The commissioner also increased the number of allowable exemptions to the Smart Snack regulations for Texas schools from once per year to six times per year, and has received some positive feedback on the changes.

“A parent in Orange County, near Beaumont … wrote the commissioner, saying that a change to the fundraising rules would help pay for a new playground at his child’s elementary school,” Hill Country News reports.

Meanwhile, food vendors and schools are still struggling to comply with the first round of snack regulations imposed last school year.

“It used to be very lucrative, but my sales are about half of what they had been,” Butch Yamali, CEO of the Dover Group, told the New York Post.

The Dover Group owns about 1,000 vending machines on Long Island – in schools, hospitals and government buildings – that are now subject to the government’s strict snack regulations.

The tightened government restrictions means the company will lay off about 10 people this fall – its first layoffs in a quarter century, the Post reports.

Schools are also suffering from the sales slump.

One Long Island school district in particular witnessed their vending machine commissions plummet from about $200,000 a year before the federal restrictions to about $2,000 now, according to the Post.

“The school’s food program lost $35,000 last year, and while that wasn’t as bad as the $205,000 mid-year loss, the program is supposed to be self-supporting to avoid eating into classroom dollars.

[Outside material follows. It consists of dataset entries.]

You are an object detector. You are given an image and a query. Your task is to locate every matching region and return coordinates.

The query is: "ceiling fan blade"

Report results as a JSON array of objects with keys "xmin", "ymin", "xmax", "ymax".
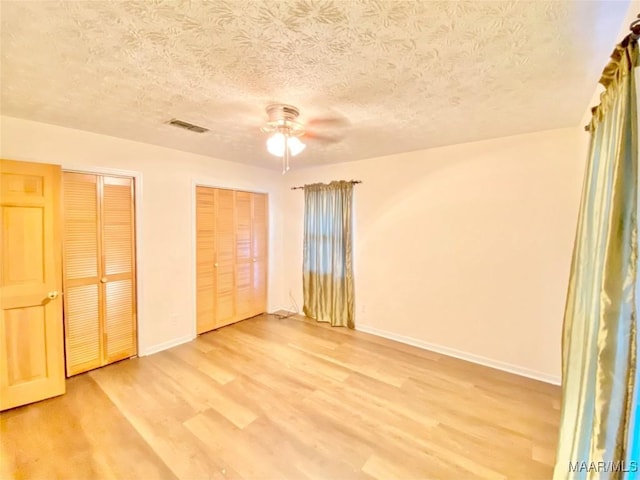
[
  {"xmin": 306, "ymin": 116, "xmax": 350, "ymax": 130},
  {"xmin": 302, "ymin": 130, "xmax": 344, "ymax": 144}
]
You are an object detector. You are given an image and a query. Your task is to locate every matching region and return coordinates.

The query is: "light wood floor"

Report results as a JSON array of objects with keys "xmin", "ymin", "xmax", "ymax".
[{"xmin": 0, "ymin": 316, "xmax": 560, "ymax": 480}]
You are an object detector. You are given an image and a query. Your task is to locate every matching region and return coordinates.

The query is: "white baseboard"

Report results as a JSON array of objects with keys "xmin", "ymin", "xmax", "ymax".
[
  {"xmin": 356, "ymin": 325, "xmax": 561, "ymax": 385},
  {"xmin": 138, "ymin": 335, "xmax": 196, "ymax": 357}
]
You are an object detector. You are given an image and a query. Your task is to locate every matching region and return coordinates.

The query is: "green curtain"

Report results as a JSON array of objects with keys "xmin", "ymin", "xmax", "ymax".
[
  {"xmin": 302, "ymin": 181, "xmax": 354, "ymax": 328},
  {"xmin": 554, "ymin": 39, "xmax": 638, "ymax": 480}
]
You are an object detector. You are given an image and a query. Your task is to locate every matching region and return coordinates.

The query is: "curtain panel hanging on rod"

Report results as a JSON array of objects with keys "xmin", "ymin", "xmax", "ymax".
[{"xmin": 554, "ymin": 36, "xmax": 638, "ymax": 480}]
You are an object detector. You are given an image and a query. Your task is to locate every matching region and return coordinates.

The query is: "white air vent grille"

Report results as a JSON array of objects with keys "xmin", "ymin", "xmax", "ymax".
[{"xmin": 169, "ymin": 118, "xmax": 209, "ymax": 133}]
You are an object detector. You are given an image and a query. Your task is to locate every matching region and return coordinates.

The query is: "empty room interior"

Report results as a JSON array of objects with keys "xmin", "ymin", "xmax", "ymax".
[{"xmin": 0, "ymin": 0, "xmax": 640, "ymax": 480}]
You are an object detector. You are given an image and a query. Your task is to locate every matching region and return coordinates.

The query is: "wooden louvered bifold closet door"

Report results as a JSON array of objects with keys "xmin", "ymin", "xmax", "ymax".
[
  {"xmin": 251, "ymin": 193, "xmax": 269, "ymax": 316},
  {"xmin": 63, "ymin": 172, "xmax": 136, "ymax": 376},
  {"xmin": 196, "ymin": 186, "xmax": 267, "ymax": 333}
]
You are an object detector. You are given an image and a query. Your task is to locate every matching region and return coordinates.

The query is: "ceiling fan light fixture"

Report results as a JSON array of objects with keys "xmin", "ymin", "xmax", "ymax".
[
  {"xmin": 267, "ymin": 132, "xmax": 306, "ymax": 157},
  {"xmin": 262, "ymin": 104, "xmax": 306, "ymax": 173}
]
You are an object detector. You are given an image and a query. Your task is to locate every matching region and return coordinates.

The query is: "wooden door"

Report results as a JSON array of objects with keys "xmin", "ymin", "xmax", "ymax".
[
  {"xmin": 235, "ymin": 192, "xmax": 254, "ymax": 320},
  {"xmin": 0, "ymin": 160, "xmax": 65, "ymax": 410},
  {"xmin": 64, "ymin": 172, "xmax": 137, "ymax": 376},
  {"xmin": 196, "ymin": 187, "xmax": 216, "ymax": 334},
  {"xmin": 251, "ymin": 193, "xmax": 269, "ymax": 316},
  {"xmin": 100, "ymin": 176, "xmax": 137, "ymax": 364},
  {"xmin": 196, "ymin": 186, "xmax": 268, "ymax": 333},
  {"xmin": 214, "ymin": 189, "xmax": 236, "ymax": 328},
  {"xmin": 63, "ymin": 172, "xmax": 104, "ymax": 376}
]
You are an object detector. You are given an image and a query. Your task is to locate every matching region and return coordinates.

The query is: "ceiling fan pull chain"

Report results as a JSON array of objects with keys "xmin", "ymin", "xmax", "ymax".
[{"xmin": 282, "ymin": 134, "xmax": 289, "ymax": 174}]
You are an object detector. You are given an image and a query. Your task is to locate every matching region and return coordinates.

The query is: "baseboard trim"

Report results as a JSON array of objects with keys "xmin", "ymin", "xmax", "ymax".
[
  {"xmin": 139, "ymin": 335, "xmax": 196, "ymax": 357},
  {"xmin": 356, "ymin": 325, "xmax": 561, "ymax": 385}
]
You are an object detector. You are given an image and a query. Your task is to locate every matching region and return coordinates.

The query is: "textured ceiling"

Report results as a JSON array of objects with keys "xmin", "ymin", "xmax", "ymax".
[{"xmin": 0, "ymin": 0, "xmax": 629, "ymax": 168}]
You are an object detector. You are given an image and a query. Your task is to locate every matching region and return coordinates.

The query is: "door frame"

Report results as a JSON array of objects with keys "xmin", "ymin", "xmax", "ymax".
[
  {"xmin": 61, "ymin": 164, "xmax": 147, "ymax": 357},
  {"xmin": 189, "ymin": 177, "xmax": 272, "ymax": 339}
]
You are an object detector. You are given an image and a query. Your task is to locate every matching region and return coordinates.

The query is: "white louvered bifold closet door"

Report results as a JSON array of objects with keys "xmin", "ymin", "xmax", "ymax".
[{"xmin": 63, "ymin": 172, "xmax": 136, "ymax": 376}]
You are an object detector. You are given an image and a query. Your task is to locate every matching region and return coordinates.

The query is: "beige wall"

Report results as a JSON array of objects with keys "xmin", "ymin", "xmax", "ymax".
[
  {"xmin": 0, "ymin": 117, "xmax": 283, "ymax": 354},
  {"xmin": 283, "ymin": 128, "xmax": 587, "ymax": 382},
  {"xmin": 0, "ymin": 117, "xmax": 587, "ymax": 381}
]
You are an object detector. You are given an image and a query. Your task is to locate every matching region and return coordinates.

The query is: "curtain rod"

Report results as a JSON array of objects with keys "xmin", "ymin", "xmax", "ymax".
[
  {"xmin": 584, "ymin": 14, "xmax": 640, "ymax": 132},
  {"xmin": 291, "ymin": 180, "xmax": 362, "ymax": 190}
]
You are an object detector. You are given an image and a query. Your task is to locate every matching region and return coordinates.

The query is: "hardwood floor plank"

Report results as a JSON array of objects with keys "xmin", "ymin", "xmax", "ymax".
[{"xmin": 0, "ymin": 375, "xmax": 176, "ymax": 479}]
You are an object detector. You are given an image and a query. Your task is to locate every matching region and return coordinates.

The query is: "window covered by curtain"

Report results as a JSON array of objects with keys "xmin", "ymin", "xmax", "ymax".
[
  {"xmin": 554, "ymin": 39, "xmax": 638, "ymax": 480},
  {"xmin": 302, "ymin": 181, "xmax": 354, "ymax": 328}
]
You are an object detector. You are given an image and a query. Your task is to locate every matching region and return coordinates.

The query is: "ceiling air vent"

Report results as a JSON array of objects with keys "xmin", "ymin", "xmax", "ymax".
[{"xmin": 169, "ymin": 118, "xmax": 209, "ymax": 133}]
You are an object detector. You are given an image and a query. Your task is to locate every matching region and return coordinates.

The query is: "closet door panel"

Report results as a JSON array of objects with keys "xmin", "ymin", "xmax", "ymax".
[
  {"xmin": 63, "ymin": 172, "xmax": 103, "ymax": 375},
  {"xmin": 65, "ymin": 284, "xmax": 102, "ymax": 375},
  {"xmin": 251, "ymin": 193, "xmax": 269, "ymax": 315},
  {"xmin": 215, "ymin": 189, "xmax": 236, "ymax": 327},
  {"xmin": 196, "ymin": 187, "xmax": 216, "ymax": 333},
  {"xmin": 102, "ymin": 177, "xmax": 133, "ymax": 275},
  {"xmin": 63, "ymin": 172, "xmax": 98, "ymax": 282},
  {"xmin": 235, "ymin": 192, "xmax": 253, "ymax": 320},
  {"xmin": 101, "ymin": 177, "xmax": 136, "ymax": 363},
  {"xmin": 104, "ymin": 280, "xmax": 136, "ymax": 363}
]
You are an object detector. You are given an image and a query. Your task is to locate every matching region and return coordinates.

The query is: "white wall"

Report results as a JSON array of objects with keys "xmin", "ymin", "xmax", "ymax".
[
  {"xmin": 283, "ymin": 127, "xmax": 588, "ymax": 383},
  {"xmin": 0, "ymin": 117, "xmax": 283, "ymax": 354}
]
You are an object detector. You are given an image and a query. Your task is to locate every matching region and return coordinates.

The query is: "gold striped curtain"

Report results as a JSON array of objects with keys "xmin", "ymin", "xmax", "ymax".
[
  {"xmin": 554, "ymin": 40, "xmax": 638, "ymax": 480},
  {"xmin": 302, "ymin": 181, "xmax": 355, "ymax": 328}
]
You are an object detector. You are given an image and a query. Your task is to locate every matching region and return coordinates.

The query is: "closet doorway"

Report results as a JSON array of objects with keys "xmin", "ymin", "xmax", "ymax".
[
  {"xmin": 196, "ymin": 186, "xmax": 268, "ymax": 334},
  {"xmin": 62, "ymin": 171, "xmax": 137, "ymax": 376}
]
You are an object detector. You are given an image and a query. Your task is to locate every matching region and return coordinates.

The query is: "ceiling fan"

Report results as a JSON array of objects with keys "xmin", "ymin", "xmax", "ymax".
[{"xmin": 261, "ymin": 103, "xmax": 348, "ymax": 174}]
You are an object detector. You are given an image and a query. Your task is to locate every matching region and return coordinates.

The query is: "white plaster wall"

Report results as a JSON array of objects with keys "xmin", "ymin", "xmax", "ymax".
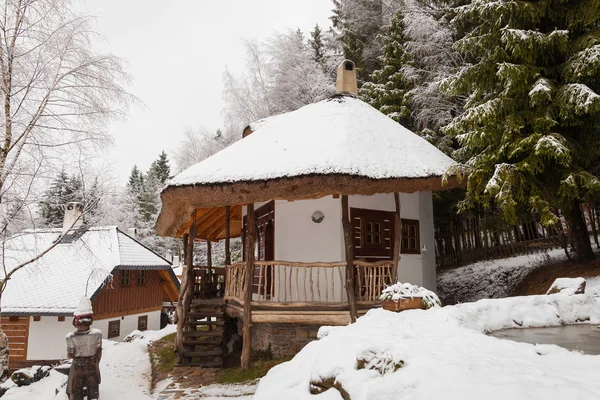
[
  {"xmin": 27, "ymin": 317, "xmax": 75, "ymax": 360},
  {"xmin": 27, "ymin": 311, "xmax": 160, "ymax": 360},
  {"xmin": 275, "ymin": 196, "xmax": 344, "ymax": 262},
  {"xmin": 92, "ymin": 310, "xmax": 160, "ymax": 341},
  {"xmin": 244, "ymin": 192, "xmax": 436, "ymax": 301}
]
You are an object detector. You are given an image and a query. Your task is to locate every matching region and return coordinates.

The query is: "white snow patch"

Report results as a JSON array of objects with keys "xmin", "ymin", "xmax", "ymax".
[
  {"xmin": 546, "ymin": 278, "xmax": 585, "ymax": 296},
  {"xmin": 437, "ymin": 249, "xmax": 567, "ymax": 303},
  {"xmin": 254, "ymin": 294, "xmax": 600, "ymax": 400}
]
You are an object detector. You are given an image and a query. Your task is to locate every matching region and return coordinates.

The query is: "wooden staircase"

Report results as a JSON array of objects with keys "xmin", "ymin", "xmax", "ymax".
[{"xmin": 178, "ymin": 269, "xmax": 225, "ymax": 368}]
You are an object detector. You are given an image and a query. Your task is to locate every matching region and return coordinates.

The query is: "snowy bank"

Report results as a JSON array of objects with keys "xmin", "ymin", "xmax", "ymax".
[
  {"xmin": 255, "ymin": 294, "xmax": 600, "ymax": 400},
  {"xmin": 437, "ymin": 249, "xmax": 567, "ymax": 304}
]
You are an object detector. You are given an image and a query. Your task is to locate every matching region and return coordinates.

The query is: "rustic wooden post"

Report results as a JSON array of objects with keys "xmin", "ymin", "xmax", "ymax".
[
  {"xmin": 225, "ymin": 206, "xmax": 231, "ymax": 265},
  {"xmin": 175, "ymin": 233, "xmax": 188, "ymax": 364},
  {"xmin": 342, "ymin": 194, "xmax": 356, "ymax": 322},
  {"xmin": 392, "ymin": 193, "xmax": 402, "ymax": 283},
  {"xmin": 206, "ymin": 240, "xmax": 212, "ymax": 268},
  {"xmin": 242, "ymin": 203, "xmax": 256, "ymax": 369}
]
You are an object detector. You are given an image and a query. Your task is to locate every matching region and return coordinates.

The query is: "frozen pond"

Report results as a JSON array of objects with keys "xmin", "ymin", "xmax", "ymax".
[{"xmin": 490, "ymin": 325, "xmax": 600, "ymax": 354}]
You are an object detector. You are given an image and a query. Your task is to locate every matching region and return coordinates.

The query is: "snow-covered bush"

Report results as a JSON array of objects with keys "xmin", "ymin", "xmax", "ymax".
[{"xmin": 380, "ymin": 282, "xmax": 442, "ymax": 309}]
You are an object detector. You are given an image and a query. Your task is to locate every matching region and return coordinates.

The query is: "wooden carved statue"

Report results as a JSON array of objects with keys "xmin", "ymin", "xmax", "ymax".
[
  {"xmin": 0, "ymin": 329, "xmax": 9, "ymax": 383},
  {"xmin": 66, "ymin": 297, "xmax": 102, "ymax": 400}
]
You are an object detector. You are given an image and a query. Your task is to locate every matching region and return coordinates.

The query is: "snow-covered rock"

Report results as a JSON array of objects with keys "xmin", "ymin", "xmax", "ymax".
[
  {"xmin": 255, "ymin": 294, "xmax": 600, "ymax": 400},
  {"xmin": 546, "ymin": 278, "xmax": 585, "ymax": 296}
]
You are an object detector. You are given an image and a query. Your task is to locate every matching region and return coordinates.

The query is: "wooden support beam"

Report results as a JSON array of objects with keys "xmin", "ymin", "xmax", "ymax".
[
  {"xmin": 206, "ymin": 240, "xmax": 212, "ymax": 268},
  {"xmin": 175, "ymin": 233, "xmax": 188, "ymax": 364},
  {"xmin": 225, "ymin": 206, "xmax": 231, "ymax": 265},
  {"xmin": 342, "ymin": 194, "xmax": 356, "ymax": 322},
  {"xmin": 242, "ymin": 203, "xmax": 256, "ymax": 369},
  {"xmin": 392, "ymin": 193, "xmax": 402, "ymax": 283}
]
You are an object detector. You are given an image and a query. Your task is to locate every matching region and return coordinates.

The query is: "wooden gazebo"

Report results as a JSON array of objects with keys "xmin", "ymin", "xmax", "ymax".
[{"xmin": 156, "ymin": 61, "xmax": 459, "ymax": 367}]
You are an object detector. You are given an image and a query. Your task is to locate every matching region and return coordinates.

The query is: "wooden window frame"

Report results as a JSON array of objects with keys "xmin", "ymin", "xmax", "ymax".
[
  {"xmin": 138, "ymin": 315, "xmax": 148, "ymax": 332},
  {"xmin": 120, "ymin": 270, "xmax": 131, "ymax": 287},
  {"xmin": 136, "ymin": 271, "xmax": 146, "ymax": 286},
  {"xmin": 108, "ymin": 319, "xmax": 121, "ymax": 339},
  {"xmin": 400, "ymin": 218, "xmax": 421, "ymax": 254}
]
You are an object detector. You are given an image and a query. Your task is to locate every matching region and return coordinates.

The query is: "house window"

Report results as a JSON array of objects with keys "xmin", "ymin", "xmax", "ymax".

Officials predicted that losses would deepen as federal food rules tighten in the next few years,” the Bozeman Daily Chronicle reports.

The losses convinced school leaders to pull Bozeman High School from the National School Lunch Program and forfeit $117,000 in federal subsidies to serve students lunches they will actually buy and eat. Since the federal school food regulations first went into effect in 2012, more than 1.2 million students have stopped eating lunch at school.

“We’re going to continue to serve healthy, wholesome meals,” Bozeman food service director Bob Burrows told the news site, adding that federal calorie restrictions left many student athletes famished.

“I think we can do far better than the federal program’s restrictions,” school board member Andy Willett added.